L'un des principaux bâtiments pyramidaux de la place centrale de Caral, dont le grand axe est orienté parallèlement à la rivière Supe, et vers le grand lunastice du sud. Crédit :A. César González-García (Incipit-CSIC).
Une équipe de chercheurs, dirigé par l'Instituto de Ciencias del Patrimonio (Incipit-CSIC) et l'Instituto de Astrofísica de Canarias (IAC), en collaboration avec l'équipe de la Zone Archéologique de Caral (Pérou) dirigée par le Dr Ruth Shady Solís, a établi la relation entre la position des monuments de la Culture Supe (Pérou), leurs orientations, et quelques caractéristiques astronomiques et topographiques, qui ouvre la voie à l'analyse de la manière dont les habitants de cette vallée conçoivent l'espace et le temps il y a 5000 ans. Les résultats de l'étude viennent d'être publiés dans la revue Antiquité latino-américaine.
La vallée de la rivière Supe au Pérou contient le premier témoignage de la construction de villes dans les Amériques. Au cours des dernières décennies dans cette vallée et sur la côte voisine, de nombreux sites cérémoniels ont été trouvés, avec des bâtiments pyramidaux élaborés, et de grands espaces ouverts circulaires qui remontent à 3000 av. La société qui a construit ces bâtiments était basée sur l'agriculture utilisant l'irrigation, notamment de coton et de citrouille, et sur la pêche car la côte donne accès à l'une des pêcheries les plus riches du monde.
Vers fin 2016, une campagne de travaux de terrain a été menée dans la vallée de la Supe, prendre des mesures des positions et des orientations des bâtiments les plus importants de cette civilisation très ancienne sur les dix sites les plus importants de la vallée. « Les résultats de la recherche dans la position et l'orientation des bâtiments principaux montrent que la présence de la rivière Supe est la principale influence déterminante sur l'orientation des bâtiments car bien qu'ils ne soient pas situés directement au bord de la rivière, ils lui sont systématiquement parallèles dans un phénomène curieux, convergent avec ce qui se passait au même moment à des milliers de kilomètres dans la vallée du Nil, " explique Juan Antonio Belmonte, un chercheur de l'IAC, expert en astronomie culturelle et co-auteur de l'article.
Cependant, l'analyse a révélé que la situation à l'intérieur de la vallée était également déterminée par des relations astronomiques très suggestives et nouvelles. "Un fait surprenant, jamais établi avec une certitude comparable est que le schéma d'orientation le plus important de ces bâtiments coïncide avec celui des levers méridionaux de la Lune, qui coïnciderait avec la pleine lune autour du solstice de juin, et en particulier avec son point le plus au sud, qui est connu comme le lunastice majeur.

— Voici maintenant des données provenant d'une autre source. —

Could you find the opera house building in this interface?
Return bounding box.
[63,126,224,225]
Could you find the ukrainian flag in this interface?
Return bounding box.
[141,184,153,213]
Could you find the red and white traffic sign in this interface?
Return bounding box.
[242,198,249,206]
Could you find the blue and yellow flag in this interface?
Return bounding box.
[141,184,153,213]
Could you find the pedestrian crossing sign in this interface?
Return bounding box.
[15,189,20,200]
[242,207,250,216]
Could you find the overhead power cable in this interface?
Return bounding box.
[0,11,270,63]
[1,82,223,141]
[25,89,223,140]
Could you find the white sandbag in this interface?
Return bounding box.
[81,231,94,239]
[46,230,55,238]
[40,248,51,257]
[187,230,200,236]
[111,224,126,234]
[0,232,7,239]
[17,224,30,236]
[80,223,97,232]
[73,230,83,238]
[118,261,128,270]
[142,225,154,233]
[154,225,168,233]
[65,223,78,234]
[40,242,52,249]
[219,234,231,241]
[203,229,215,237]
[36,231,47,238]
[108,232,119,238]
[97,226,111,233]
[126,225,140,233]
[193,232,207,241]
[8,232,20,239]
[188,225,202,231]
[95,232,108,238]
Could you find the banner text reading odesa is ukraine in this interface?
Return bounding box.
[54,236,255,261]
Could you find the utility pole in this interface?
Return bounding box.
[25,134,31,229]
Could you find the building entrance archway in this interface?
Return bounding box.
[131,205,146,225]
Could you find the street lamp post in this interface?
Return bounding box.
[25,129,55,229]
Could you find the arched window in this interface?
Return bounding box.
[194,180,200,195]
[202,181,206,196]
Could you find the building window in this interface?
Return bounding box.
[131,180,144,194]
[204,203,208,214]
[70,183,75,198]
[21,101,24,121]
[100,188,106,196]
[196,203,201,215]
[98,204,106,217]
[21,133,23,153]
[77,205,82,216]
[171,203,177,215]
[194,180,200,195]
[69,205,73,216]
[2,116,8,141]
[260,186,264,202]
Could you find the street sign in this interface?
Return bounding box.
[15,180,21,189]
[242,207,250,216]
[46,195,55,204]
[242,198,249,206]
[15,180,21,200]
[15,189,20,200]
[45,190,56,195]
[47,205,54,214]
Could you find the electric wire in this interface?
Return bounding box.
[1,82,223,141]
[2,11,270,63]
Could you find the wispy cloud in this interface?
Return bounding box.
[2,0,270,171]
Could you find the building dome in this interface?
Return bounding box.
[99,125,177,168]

Il est à noter que ces orientations peuvent être liées aux cycles de précipitations sur les sommets andins, avec les inondations bénéfiques de la rivière qui en découlent, et donc avec les cycles agricoles. Ce moment coïncidait également avec la fin de la saison de pêche, se déroulant sur une vaste zone de la côte voisine, " explique César González-García, chercheur à l'Incipit-CSIC et premier auteur de l'article.
Pour être concret, l'orientation de ces structures indiquerait une relation forte entre ces bâtiments pyramidaux, qui dans bien des cas évoquent les montagnes environnantes, les rapprocher de la zone urbaine. Mais ils le font aussi en reliant les orientations aux rythmes du ciel, qui signalent les moments corrects pour effectuer les rites et les cérémonies pour célébrer l'économique, cycles agricoles et de pêche.
De cette façon, ces chercheurs prétendent, les monuments datant de la culture de la vallée de Supe il y a cinq millénaires sont considérés comme les premiers exemples de la véritable interaction entre paysage et skyscape dans les civilisations de l'Amérique précolombienne, qui a atteint son apogée des millénaires plus tard avec les Incas.